Expedia Brands Dominate TV Ad Spending by Travel Booking Sites in 2015


Skift Take

Priceline's and Expedia's respective selling and marketing spend on a global scale shows why Priceline remains on top despite all of Expedia's acquisitions. Priceline does it much more efficiently, getting a lot more bang for a buck.

Expedia Inc.'s spending last year on U.S. television advertising ($218.3 million) left the Priceline Group far behind ($86.1 million) and Expedia's Germany-based Trivago brand, which offers comparison shopping for hotels and television pitches from the Trivago Guy, led all of the booking sites by far, shelling out just a few bucks less than $100 million in U.S. TV advertising spend.

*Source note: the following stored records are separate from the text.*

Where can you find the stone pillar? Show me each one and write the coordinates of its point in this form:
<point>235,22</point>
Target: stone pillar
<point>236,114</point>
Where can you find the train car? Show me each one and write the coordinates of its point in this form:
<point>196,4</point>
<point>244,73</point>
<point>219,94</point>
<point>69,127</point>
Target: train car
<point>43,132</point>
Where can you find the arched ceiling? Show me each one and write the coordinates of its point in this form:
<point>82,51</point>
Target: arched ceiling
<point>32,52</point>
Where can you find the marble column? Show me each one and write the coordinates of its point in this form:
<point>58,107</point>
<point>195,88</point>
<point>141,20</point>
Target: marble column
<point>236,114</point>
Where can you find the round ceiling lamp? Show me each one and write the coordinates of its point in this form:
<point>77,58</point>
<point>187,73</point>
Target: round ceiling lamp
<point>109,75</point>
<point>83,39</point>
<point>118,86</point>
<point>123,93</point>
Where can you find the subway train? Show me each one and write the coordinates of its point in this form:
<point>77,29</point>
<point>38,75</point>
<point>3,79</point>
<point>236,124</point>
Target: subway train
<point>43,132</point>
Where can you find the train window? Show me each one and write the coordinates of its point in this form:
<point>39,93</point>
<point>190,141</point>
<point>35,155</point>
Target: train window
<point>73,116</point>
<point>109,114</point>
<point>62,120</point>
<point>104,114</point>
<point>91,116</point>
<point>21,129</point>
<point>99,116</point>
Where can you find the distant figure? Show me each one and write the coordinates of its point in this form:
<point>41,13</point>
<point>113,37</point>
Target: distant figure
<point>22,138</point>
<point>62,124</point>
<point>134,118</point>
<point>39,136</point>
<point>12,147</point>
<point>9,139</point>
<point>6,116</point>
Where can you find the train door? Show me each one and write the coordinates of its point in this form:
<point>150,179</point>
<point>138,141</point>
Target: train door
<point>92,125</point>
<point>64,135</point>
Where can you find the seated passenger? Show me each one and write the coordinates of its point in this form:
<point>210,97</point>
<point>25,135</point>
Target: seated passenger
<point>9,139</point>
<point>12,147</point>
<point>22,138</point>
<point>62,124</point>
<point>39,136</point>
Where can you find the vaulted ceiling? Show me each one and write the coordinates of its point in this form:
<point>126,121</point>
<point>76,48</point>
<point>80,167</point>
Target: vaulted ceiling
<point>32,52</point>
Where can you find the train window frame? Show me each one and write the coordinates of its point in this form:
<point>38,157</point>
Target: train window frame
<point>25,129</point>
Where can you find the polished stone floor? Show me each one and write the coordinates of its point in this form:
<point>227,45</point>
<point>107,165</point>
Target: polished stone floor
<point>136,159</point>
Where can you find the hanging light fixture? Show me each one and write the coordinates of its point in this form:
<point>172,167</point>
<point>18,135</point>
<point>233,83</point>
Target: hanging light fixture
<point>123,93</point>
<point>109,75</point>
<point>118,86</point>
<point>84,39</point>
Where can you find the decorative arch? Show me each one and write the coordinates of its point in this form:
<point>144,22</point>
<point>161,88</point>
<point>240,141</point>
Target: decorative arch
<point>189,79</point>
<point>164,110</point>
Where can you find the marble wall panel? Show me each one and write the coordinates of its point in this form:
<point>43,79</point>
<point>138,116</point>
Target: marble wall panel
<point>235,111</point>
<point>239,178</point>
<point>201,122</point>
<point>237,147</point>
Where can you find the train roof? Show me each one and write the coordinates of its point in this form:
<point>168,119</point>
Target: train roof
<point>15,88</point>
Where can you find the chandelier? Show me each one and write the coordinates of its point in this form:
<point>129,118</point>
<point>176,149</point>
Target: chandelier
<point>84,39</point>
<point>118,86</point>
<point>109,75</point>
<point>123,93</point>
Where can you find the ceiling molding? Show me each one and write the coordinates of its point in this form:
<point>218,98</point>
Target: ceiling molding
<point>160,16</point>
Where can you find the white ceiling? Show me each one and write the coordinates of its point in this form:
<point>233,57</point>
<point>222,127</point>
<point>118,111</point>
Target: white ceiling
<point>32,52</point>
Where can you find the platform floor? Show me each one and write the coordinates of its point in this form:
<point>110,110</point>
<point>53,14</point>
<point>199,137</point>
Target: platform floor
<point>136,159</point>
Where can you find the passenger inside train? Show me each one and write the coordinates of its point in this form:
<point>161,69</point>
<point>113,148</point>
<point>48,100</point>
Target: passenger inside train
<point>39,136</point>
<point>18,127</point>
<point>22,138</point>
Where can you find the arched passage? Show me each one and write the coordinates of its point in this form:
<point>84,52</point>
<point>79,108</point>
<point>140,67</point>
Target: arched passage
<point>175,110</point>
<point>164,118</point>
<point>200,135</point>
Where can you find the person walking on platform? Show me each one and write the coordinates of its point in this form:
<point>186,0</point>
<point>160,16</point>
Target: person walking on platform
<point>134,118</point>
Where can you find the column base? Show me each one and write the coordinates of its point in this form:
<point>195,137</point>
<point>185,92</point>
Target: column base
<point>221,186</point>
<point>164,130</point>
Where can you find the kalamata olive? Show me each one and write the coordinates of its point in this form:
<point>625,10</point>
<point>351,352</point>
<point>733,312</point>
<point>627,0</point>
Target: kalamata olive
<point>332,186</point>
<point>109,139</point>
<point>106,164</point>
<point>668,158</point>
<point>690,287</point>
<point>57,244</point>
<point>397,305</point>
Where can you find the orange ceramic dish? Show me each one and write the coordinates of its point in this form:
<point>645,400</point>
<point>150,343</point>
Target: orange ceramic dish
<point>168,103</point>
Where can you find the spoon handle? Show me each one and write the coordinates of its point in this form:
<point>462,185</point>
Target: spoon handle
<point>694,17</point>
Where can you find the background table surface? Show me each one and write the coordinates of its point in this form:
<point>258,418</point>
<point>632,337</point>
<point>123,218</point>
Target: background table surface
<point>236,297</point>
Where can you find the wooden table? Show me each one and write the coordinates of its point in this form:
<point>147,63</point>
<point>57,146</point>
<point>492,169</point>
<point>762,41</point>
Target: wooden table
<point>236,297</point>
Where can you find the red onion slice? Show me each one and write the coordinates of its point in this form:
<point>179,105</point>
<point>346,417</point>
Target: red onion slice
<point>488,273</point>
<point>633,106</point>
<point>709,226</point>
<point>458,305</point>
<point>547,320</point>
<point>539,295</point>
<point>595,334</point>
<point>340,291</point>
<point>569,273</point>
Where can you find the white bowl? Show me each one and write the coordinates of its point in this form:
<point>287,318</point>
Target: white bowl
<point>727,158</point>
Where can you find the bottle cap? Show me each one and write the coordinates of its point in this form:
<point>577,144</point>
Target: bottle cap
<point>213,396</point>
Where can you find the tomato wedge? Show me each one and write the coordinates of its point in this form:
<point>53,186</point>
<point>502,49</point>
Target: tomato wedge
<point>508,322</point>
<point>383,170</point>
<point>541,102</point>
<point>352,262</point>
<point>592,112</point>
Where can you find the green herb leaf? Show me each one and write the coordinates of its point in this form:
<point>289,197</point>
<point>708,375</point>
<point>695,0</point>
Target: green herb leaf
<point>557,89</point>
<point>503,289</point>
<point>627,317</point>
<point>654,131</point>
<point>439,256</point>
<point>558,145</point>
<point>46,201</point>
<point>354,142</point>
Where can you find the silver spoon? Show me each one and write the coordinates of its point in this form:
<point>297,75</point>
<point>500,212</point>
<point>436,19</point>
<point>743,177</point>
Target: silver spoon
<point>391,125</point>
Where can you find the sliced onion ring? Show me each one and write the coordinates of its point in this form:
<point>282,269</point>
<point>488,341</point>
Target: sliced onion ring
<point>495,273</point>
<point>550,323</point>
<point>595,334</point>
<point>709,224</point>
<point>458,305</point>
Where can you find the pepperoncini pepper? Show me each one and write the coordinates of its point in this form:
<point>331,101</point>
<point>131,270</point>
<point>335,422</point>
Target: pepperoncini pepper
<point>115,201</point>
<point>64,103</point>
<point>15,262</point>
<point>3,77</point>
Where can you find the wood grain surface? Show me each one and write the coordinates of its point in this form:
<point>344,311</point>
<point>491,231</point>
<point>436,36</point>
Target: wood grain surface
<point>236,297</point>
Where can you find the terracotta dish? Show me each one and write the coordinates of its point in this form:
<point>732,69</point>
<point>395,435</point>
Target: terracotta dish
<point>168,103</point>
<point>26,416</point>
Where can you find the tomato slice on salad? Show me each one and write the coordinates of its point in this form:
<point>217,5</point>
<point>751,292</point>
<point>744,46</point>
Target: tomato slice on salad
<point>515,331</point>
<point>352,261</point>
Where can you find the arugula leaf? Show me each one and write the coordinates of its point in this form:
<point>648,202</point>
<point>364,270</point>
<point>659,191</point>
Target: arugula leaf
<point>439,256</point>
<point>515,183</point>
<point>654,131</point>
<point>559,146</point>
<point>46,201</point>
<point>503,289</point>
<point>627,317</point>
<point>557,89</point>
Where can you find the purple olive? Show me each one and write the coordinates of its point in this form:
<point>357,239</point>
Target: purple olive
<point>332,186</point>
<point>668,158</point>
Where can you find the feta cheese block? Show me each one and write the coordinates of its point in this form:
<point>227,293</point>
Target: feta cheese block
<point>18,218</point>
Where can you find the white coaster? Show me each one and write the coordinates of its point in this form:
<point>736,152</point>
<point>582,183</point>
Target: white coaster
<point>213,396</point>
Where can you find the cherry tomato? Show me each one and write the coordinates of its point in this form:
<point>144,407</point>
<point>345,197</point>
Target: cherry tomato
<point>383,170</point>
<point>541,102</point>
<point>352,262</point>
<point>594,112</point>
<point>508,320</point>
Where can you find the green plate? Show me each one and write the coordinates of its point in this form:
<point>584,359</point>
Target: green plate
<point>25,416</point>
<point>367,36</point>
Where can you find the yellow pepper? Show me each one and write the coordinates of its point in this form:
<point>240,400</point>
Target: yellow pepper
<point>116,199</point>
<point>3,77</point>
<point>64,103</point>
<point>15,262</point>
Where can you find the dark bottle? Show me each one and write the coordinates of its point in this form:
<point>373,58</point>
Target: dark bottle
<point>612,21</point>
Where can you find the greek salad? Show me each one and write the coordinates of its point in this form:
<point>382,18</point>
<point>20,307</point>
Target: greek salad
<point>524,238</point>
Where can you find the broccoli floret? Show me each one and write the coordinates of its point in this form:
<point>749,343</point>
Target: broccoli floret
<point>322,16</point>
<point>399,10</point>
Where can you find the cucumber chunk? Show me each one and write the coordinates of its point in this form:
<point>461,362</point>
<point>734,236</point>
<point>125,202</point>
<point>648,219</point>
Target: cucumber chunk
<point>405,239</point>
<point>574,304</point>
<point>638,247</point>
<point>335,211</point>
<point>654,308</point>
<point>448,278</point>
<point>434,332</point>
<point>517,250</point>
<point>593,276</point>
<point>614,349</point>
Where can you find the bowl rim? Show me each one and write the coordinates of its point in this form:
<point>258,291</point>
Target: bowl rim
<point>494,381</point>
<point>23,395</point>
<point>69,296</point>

The figures come from iSpot.tv, which estimates that the U.S. national TV advertising of travel-booking sites in 2015 increased 21.5 percent to $354.1 million, and included 123 spots from 27 brands that paid the bills for 176,000 airings. That contrasts with 18 brands cutting checks for $291.5 million in 96 spots and 213,068 national airings in 2014. In other words, the number of brands and spots increased significantly in 2015 compared with the prior year, although the number of national airings declined. Looking at the spending patterns in a different way, Expedia Inc. paid the bills for 61.6 percent of all travel site TV advertising in the U.S. in 2015 -- and its Trivago brand represented 45.7 percent of all of Expedia’s U.S. TV advertising spending.